2. **Phase 2: Keyword-based Secondary Exclusion (for Precision and Edge Cases)**
* **Setup:**
* Compile a robust list of exclusion keywords for product names and descriptions: `["refrigerator", "fridge", "AC", "air conditioner", "washing machine", "washer", "dryer", "cooling", "laundry appliance", "climate control", etc.]`.
* Add a product-level boolean attribute, e.g., `is_large_appliance_type` (defaulting to `false`). This flag will indicate that a product *is* one of the excluded types, regardless of the current sale.
* **Pre-Sale Action (Automated with Review):**
* Run a one-time (or periodic, pre-sale) background job that scans all product names, descriptions, and relevant tags for the exclusion keywords.
* If a product matches, set its `is_large_appliance_type` flag to `true`.
* **Crucially:** The job should generate a report of all products newly flagged or already flagged as `is_large_appliance_type = true`. This report must be *human-reviewed* to identify and correct any false positives (e.g., an "AC adapter" mistakenly flagged because of "AC"). Manually correct these exceptions via the product management interface.
* **During Sale:**
* The product display logic will now *also* exclude products where `is_large_appliance_type = true`, in addition to the category-based exclusion.

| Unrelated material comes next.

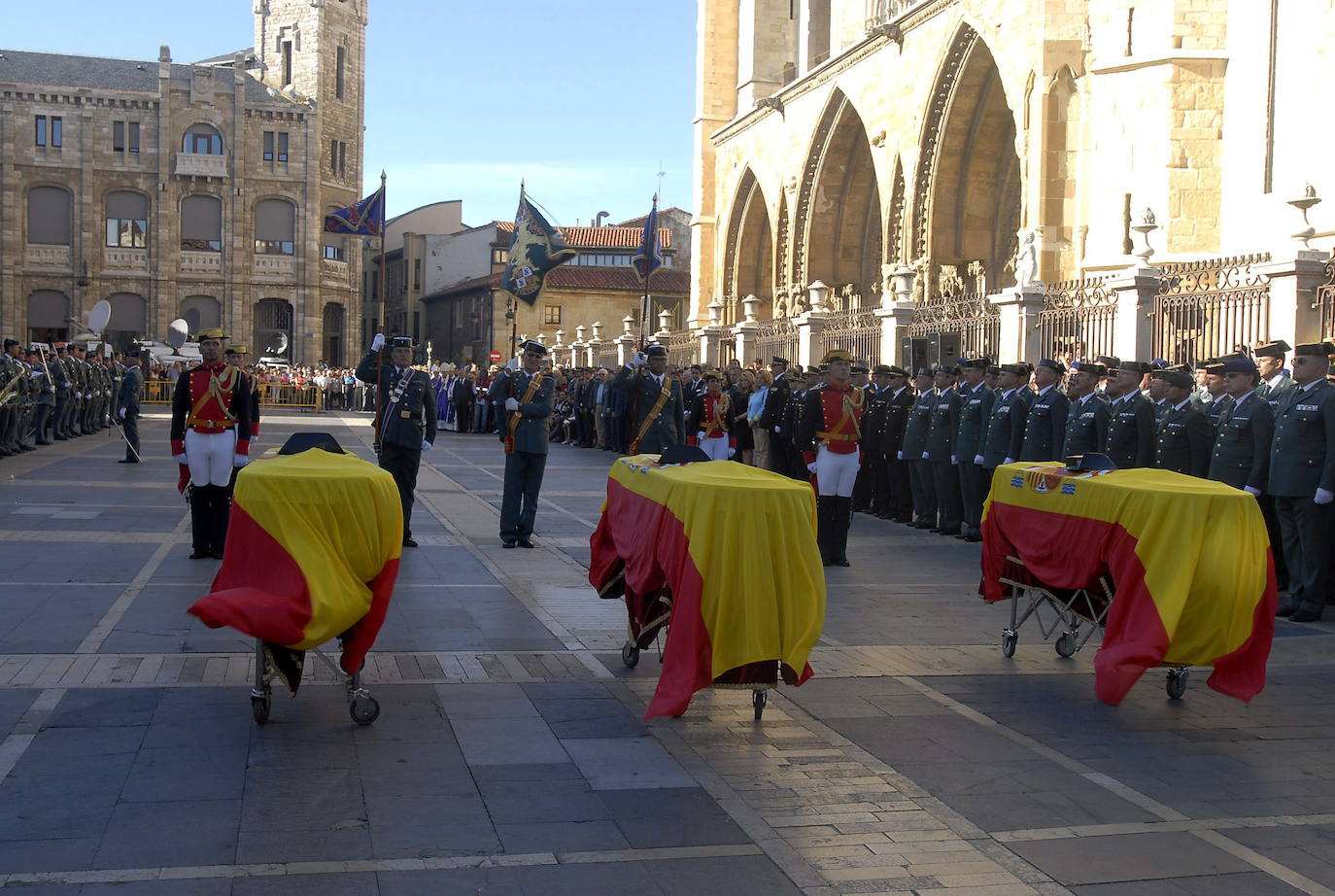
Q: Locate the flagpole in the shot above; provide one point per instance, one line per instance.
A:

* **Reversion:** The `is_large_appliance_type` flag remains `true` for these products, as it defines their type. For subsequent sales, the display logic can simply reuse this flag. The display logic just needs to remove the condition to hide `is_large_appliance_type = true` products.

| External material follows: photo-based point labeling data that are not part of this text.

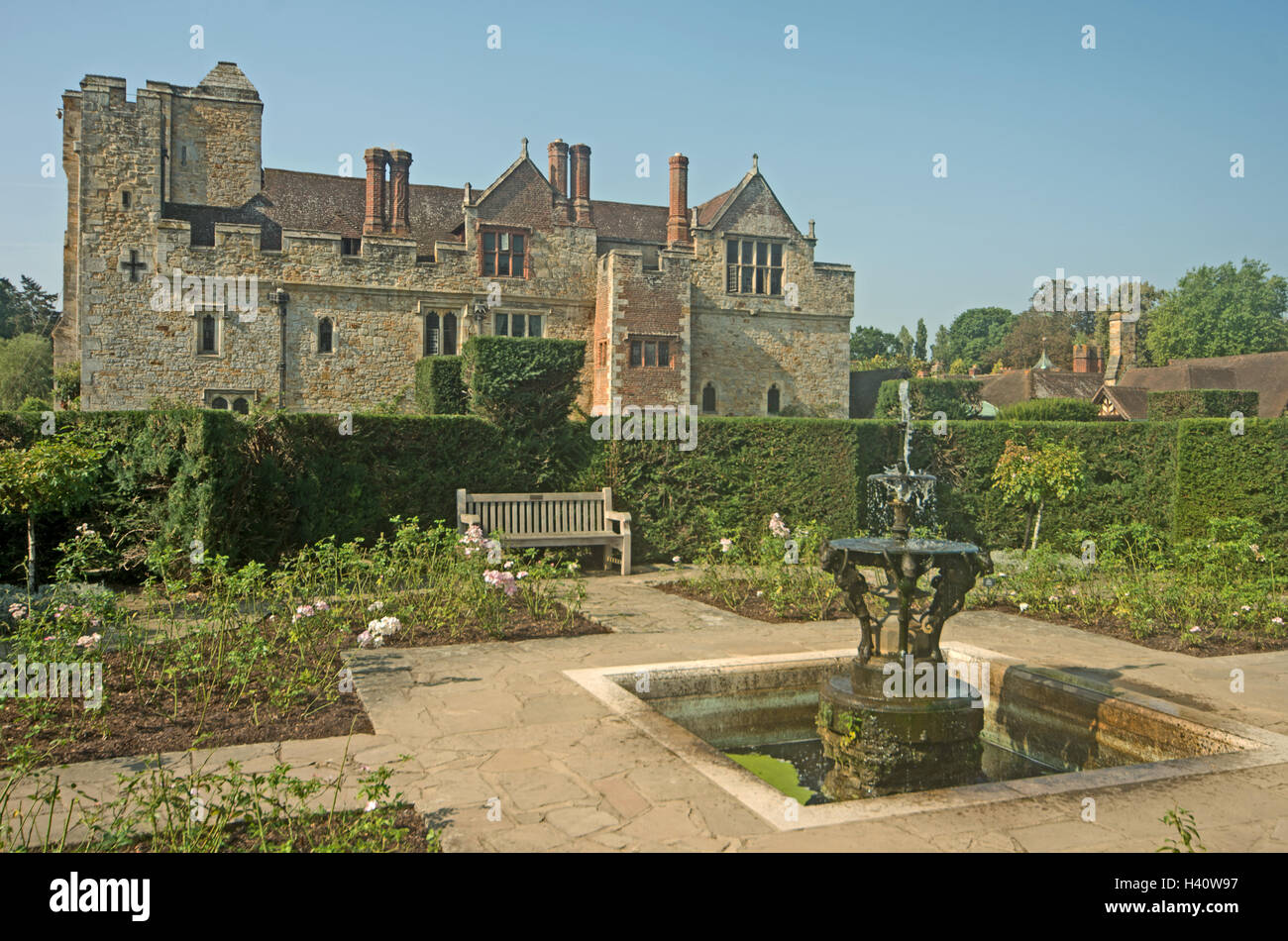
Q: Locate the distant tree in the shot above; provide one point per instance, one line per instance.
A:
(1034, 331)
(939, 349)
(1126, 299)
(867, 343)
(905, 343)
(26, 368)
(29, 309)
(977, 334)
(54, 473)
(1222, 312)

3. **Phase 3: Manual Override (Fallback/Exception Handling)**
* **Setup:** Ensure the product management interface allows administrators to manually toggle the `is_large_appliance_type` flag for individual products.
* **Use Case:** To correct any remaining false positives or to specifically include/exclude a particular product that bypasses the automated rules.
---
### E-commerce Platform Logic (Conceptual Example)
When querying for products to display on the storefront during the discount sale:
```sql
SELECT *
FROM Products p
JOIN Categories c ON p.category_id = c.id
WHERE
-- General display conditions (e.g., in_stock = TRUE, is_active = TRUE)
p.in_stock = TRUE AND p.is_active = TRUE
-- EXCLUSION LOGIC FOR THE SALE:
-- 1. Exclude based on category flag (primary exclusion)
AND (c.is_excluded_from_discount_sale = FALSE OR c.is_excluded_from_discount_sale IS NULL)
-- 2. Exclude based on product type flag (secondary, keyword-driven exclusion)
AND (p.is_large_appliance_type = FALSE OR p.is_large_appliance_type IS NULL)
-- Other sale-specific conditions (e.g., price_discount_percentage > 0)
-- AND p.price_discount_percentage > 0
;
```
---
**Benefits of this Combined Approach:**
* **Scalability:** Category-level flags handle the bulk efficiently, minimizing individual product updates.
* **Minimized Manual Intervention:** Most products are handled automatically. Keyword scanning reduces manual tagging to only an initial review of flagged items.
* **Reversibility:** Toggling a few category flags is fast. The `is_large_appliance_type` flag is persistent, so only the display logic needs to be toggled for the sale period.
* **Accuracy:** Category exclusion handles main groups, keyword filtering catches miscategorized or edge-case items, and manual override provides final, precise control.
* **Flexibility:** This framework can be adapted for future sales with different exclusion criteria by simply modifying the category flags or keyword lists.